タイムコードをオフセットして撮影時刻にする


 タイムコード表示をしてくれるジェネレータやエフェクトのパラメータを見ると、Offsetという項目があり、実際のタイムコードを指定した値だけ進めて表示することができます。ここにマイナスの設定はできないようですが、00:00:00:00から始まる動画ではその撮影開始時刻をオフセット値として設定すれば、撮影時刻と同じことになるはずです。

タイムコードのオフセットを利用して実時間にしてしまう

では、撮影を開始した時刻はどこから持ってくるか? 動画ファイルの作成時刻は動画を撮影開始した時刻のようですが、何時何分までしかありません。さらにコピーなどを行うとその時刻に置き換わってしまいます。ファイルのメタ情報ではダメみたいです。思いついたのが、撮影開始時に正確な時刻を写しておくという原始的な方法です。

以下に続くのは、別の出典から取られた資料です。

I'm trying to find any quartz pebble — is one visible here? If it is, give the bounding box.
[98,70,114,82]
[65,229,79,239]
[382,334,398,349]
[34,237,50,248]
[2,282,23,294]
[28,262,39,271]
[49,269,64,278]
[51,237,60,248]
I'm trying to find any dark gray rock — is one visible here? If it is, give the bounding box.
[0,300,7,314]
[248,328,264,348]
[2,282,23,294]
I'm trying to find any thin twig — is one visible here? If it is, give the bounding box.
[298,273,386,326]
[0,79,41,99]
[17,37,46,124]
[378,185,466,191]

撮影開始時に正確な時刻を写しておき、それをオフセット値にする

スマホでできるだけ大きな文字のデジタル時計を表示し、それを撮影開始時の最初の画像として保存します。撮影時刻表示をしたい時は、オフセット値としてこの値をセットすれば、実際の撮影時刻とみなすことができます。ちょっと面倒な気もしますが、その後の作業が楽になると信じて習慣にしてしまうしかありません。

 これでどんな機材で撮影した動画でも撮影時刻が表示できるようになりました。最後の二桁は指定によりフレームもしくは100分の1秒を表示していて、ちょっとうるさい感じがします。不要な場合はマスクしてしまえば時分秒のみの一般的な時刻表示にすることができます。日付を入れたい場合は固定の文字列として入れてしまえばいいでしょう。撮影時刻表示をさせるだけでも結構大変だった、奥の深いタイムコードでした。下は当記事を動画にまとめたものですので、参考にしていただければ幸いです。




カメラの内蔵時計の誤差に注意


 早速、撮影開始時にスマホの時計で時刻を写して、その後の使い勝手を検証してみました。最も利用頻度の高いGoPro HERO3+でスマホの時刻を写し、その動画ファイルにFCPXのTimecodeエフェクトを適用して、記録されているタイムコードを表示したものが下の画像です。

結構誤差の大きいカメラの内蔵時計

スマホの時刻はネットで校正されている正確なものだと思います。それに比べるとGoPro内蔵の時計は結構誤差のあることがわかります。Panasonic HX-A1Hなどのタイムコードがゼロスタートの場合には、このスマホの時刻データを撮影開始時刻にしてしまうので問題ありません。GoProのタイムコードをそのまま撮影時刻にする場合は、マメに時刻合わせをしてやる必要がありそうです。